Half Term is nearly complete and it has been very hard work for both me and my 9 year old Daughter, diagnosed 26/8/09.
High, High, High all week for no apparent reason. Her stress levels have reached boiling point and I have watched her turn from Dr Jekyl into Mr Hyde within seconds.
I usually cope but have to admit that there are still many occasions where it drains me. I do everything for my Daughter, assisting with testing, weighing food (Carb counting) and then injecting because my husband works full time and it has always been easier for me to look after her.
My Husband has had a diabetic in his life before, his first wife was type one and she drove him mad with her mood swings etc. Because of this, he thinks that he is an expert on diabetes and thinks that they can be manipulative and use there illness to purposely wind people up to get there own way.
I tell him that our Daughter has been playing me up because of her high sugar levels and he says that thats what diabetics do, manipulate the system so they can get away with more that usual. I have told him that this is rubbish and that our daughter is far too young to even think of using her illness to wind me up and she can not understand why her body is doing this to her. One minute she will be lovely, the next she is throwing things at me and hitting me. I just wondered what who was right, me or my Husband.


----------



## Northerner (Feb 18, 2012)

I do think it is very unfair to suggest that your daughter is being manipulative. I'd only agree with that if her levels were nice and steady and mostly within range and she was playing up. Even then, it must be very hard for someone so young to have all this constant attention and possibly fears for her future, so I do think that would be a consideration too. You can't really compare one person's actions to another's as we are all different. Having diabetes in common doesn't mean that a person's reactions and behaviour will be identical, or even similar. 

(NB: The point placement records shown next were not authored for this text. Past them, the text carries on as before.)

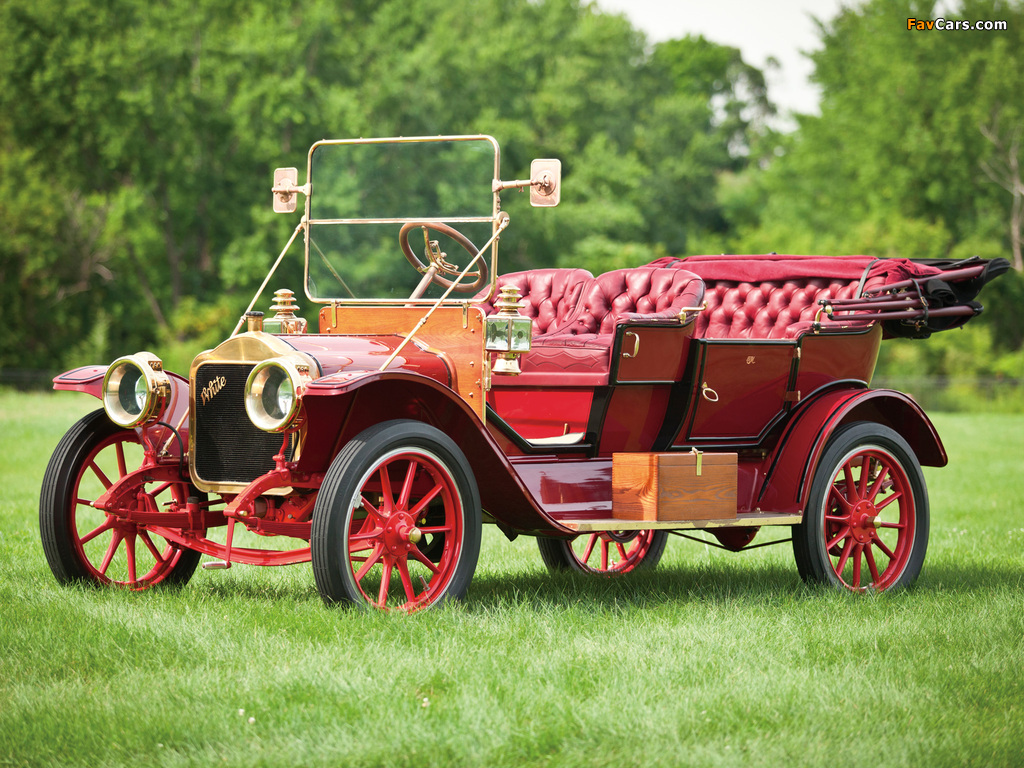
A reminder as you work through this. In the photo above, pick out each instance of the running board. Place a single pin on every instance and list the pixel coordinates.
(741, 520)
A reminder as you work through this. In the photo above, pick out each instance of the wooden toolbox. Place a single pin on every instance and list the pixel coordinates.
(674, 486)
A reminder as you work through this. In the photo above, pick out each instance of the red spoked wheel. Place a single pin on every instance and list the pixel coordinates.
(85, 544)
(866, 522)
(606, 553)
(397, 520)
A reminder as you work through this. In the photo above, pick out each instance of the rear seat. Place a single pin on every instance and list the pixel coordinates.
(774, 309)
(574, 342)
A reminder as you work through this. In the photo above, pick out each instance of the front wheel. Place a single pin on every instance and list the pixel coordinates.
(85, 544)
(397, 521)
(604, 553)
(866, 520)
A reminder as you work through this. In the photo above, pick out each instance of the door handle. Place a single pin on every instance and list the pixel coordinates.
(636, 344)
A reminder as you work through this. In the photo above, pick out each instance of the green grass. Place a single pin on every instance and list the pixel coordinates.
(715, 658)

It sounds like you are doing the very best you can for your daughter and I would venture to say that accusing her of using her illness to get away with bad behaviour is just going to confuse her more and make her feel guilty and hateful of her diabetes.

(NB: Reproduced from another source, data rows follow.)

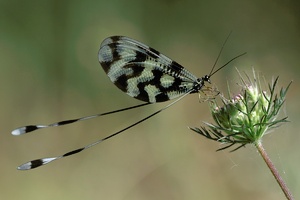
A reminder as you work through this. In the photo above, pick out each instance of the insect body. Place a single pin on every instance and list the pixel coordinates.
(142, 73)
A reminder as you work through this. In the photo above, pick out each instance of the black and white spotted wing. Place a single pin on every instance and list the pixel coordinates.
(142, 73)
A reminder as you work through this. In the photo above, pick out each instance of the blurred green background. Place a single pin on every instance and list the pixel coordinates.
(50, 72)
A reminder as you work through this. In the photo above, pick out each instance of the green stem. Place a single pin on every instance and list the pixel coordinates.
(274, 171)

Apologies if that all sounds a bit strong, I couldn't think of a better way to phrase things!


----------



## margie (Feb 18, 2012)

None of us can say for sure whether your daughter is trying to manipulate you or not. We don't have enough knowledge.

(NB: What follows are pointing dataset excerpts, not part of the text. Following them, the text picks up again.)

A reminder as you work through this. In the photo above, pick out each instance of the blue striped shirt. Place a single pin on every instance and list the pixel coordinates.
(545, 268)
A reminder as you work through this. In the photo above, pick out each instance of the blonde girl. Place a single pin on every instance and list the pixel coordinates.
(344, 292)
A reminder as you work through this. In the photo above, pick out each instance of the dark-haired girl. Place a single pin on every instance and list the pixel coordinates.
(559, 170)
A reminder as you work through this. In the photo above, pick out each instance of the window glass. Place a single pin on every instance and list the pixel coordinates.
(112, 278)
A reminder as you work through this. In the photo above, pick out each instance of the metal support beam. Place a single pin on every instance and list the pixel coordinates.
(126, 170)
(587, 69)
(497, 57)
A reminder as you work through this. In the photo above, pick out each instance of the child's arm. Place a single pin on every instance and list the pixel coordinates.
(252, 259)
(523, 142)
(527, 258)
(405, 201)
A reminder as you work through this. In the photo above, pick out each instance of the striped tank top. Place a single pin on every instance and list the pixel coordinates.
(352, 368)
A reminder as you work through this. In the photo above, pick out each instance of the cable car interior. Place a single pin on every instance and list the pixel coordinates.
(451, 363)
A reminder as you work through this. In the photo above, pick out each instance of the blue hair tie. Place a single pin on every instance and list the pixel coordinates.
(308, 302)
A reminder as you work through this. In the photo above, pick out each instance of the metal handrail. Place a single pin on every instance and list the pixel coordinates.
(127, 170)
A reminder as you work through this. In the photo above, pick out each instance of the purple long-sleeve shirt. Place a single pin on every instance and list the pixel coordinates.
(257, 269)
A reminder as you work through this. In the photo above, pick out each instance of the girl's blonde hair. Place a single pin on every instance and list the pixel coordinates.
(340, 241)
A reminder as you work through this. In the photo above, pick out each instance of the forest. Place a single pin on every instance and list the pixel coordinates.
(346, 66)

It is, however, unfair to say that all diabetics act in a certain way. That has come from your  husband's past experiences. Could you both talk to your daughters consultant or DSN about what is happening - they may be able to convince your husband that not all diabetics manipulate. You know the reason he leaves dealing with your daughters diabetes to you is that he may not have dealt with all the issues in his earlier relationship. I don't know this - just a guess on my part and may be way off base.

If your daughter is not manipulating things then it will be incredibly difficult for her to hear her father say such things and it may even sow seeds in her mind.

I hope that you can find some help and that maybe one of the parents will chime in with some helpful advice.


----------



## MeanMom (Feb 18, 2012)

Hi Jaqueline

Im sorry you have had such a difficult half term- I think I can imagine what it has been like, unfortunately. 

I would doubt very much if your daughter is acting like this on purpose but only you know your daughter. If you can manage to sort out her high levels a bit more I would think her behaviour would improve - I know my daughter can feel very tired and irritable when high. 

When you say she has had unexpected highs perhaps she has been growing in which case she would need more insulin, or if her activity levels have been lower over half term? 

I would suggest you try and involve her Dad a bit more, I know you say he 
works, but so does my OH, but they need to know how to do it in case you arent able to for any reason. My OH does K's breakfast every school day as he is a 'Morning person' and I'm not- it also gives them 'bonding time' - is there a meal during the week your hubby can take over? 

Will your daughter inject herself at all? My daughter was Dx aged 11 so I know it is different, but she has always injected herself - if you can get your daughter to start learning to do this you might be able to stop going to school at lunch time - she will probably need to inject herself when she gets to high school. 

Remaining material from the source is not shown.